Reading Time: 2 minutes

Rating: 4 out of 5.

Strangely compelling and whimsical, carving out far deeper concepts from the wood working process


The highly anticipated Manipulate festival, which ran from the 4th to the 10th of February, is known for its awesome array of boundary-pushing works. The evenings of the 9th and 10th saw the performance of ‘Wood Paths’ by director Andrejs Jarovojs at the Traverse Theatre.
Wood Paths is definitely not a traditional theatre experience. This becomes more
understandable with a little research into Jarovojs’s directorial past, where his works are
noted for their conceptual experimentation and innovative contemporary forms and
expression. In this sense, Wood Paths delivers. It strays far more into the territory of
performance art, and with this in mind, this intriguing performance may be far better
understood and enjoyed.
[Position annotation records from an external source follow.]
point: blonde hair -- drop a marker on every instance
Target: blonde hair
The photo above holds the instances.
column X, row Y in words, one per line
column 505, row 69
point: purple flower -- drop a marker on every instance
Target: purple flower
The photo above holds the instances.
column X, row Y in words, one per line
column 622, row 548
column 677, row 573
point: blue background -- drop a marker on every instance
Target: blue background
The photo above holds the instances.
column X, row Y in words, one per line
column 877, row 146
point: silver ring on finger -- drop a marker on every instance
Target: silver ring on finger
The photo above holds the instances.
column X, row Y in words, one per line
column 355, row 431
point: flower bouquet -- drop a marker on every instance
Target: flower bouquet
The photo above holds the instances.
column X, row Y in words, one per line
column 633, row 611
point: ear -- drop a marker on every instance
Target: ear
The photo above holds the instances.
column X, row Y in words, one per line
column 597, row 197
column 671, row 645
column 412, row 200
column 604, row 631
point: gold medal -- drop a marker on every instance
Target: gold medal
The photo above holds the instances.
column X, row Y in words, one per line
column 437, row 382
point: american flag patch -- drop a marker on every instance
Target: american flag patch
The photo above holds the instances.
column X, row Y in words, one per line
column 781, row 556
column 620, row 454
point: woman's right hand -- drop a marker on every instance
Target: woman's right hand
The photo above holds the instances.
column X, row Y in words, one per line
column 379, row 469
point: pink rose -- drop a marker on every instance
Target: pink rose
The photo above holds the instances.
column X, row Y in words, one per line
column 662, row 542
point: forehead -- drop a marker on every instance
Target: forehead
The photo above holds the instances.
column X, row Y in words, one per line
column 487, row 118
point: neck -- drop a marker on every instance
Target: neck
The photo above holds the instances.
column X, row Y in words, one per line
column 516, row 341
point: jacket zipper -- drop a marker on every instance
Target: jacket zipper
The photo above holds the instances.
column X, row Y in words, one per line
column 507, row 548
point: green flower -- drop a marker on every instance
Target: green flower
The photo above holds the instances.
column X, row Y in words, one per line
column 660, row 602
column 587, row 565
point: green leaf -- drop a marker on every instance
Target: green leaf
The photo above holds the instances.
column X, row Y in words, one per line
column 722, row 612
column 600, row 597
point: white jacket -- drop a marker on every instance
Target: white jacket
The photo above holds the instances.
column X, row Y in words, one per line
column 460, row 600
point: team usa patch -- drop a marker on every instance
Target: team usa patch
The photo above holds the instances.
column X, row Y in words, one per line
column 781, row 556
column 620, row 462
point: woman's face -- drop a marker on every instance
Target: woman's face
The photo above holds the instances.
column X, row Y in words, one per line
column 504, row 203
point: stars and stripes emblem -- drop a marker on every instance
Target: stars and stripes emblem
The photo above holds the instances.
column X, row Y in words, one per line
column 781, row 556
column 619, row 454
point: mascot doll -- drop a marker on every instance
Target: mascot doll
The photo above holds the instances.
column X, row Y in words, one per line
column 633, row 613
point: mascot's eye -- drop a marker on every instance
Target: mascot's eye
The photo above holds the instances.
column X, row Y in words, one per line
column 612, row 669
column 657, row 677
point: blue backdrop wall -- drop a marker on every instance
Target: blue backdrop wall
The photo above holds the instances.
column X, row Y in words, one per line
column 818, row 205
If you are delighted with having a more unusual theatre
experience, then this may be one for you.
The stage is minimalistic, open. Real, big, wooden tree trunks appear. Pallets, tools and
axes waiting to be used. The stage is a woodshop or an imagined forested landscape,
potentially, more aptly, a place of possibilities. Everything suggests that things are to be
done or made, or perhaps this is just our human instinct, and perhaps that is exactly the
point. The show is non-verbal, and also had no sound effects or music, which actually
worked incredibly well, as all sounds were made by the actors and tools. The performers
were Rūdolfs Gediņš, Edgars Samītis, and they worked together chopping, fashioning and creating with the available material. Their performance was impressive mainly because of their physicality, since they were strenuously working or moving for most of the hour and twenty minutes. They worked well together, very in-tuned with the others practice, making rhythm and symmetry a central focus of the experience. A humorous and suspenseful addition to the side of the stage was a large printer that acted as the only form of delayed dialogue between the men. This, too, is minimal and poetic in nature.

Jarovojs seemed to dig into the notion of endurance, both obviously and subtly, and at
the expense of both performers and the audience. This performance is concerned with
process and less so with result, unless the result is just a word for a temporary pause. There is genius in the creation of a piece that can pull on so many threads without being explicitour associations with masculinity, evolution of human creativity and technology, environmentalism, skill vs time. The way the arc of the show was kept fluid and unexpected, starting with a well know concept and ending somewhere far more whimsical yet socially relevant, was delightful and quite touching. It is definitely a piece to be experienced rather than explained. I think its strength lies in how it leaves you questioning and weather that is good or bad can be up to you. Give it a watch!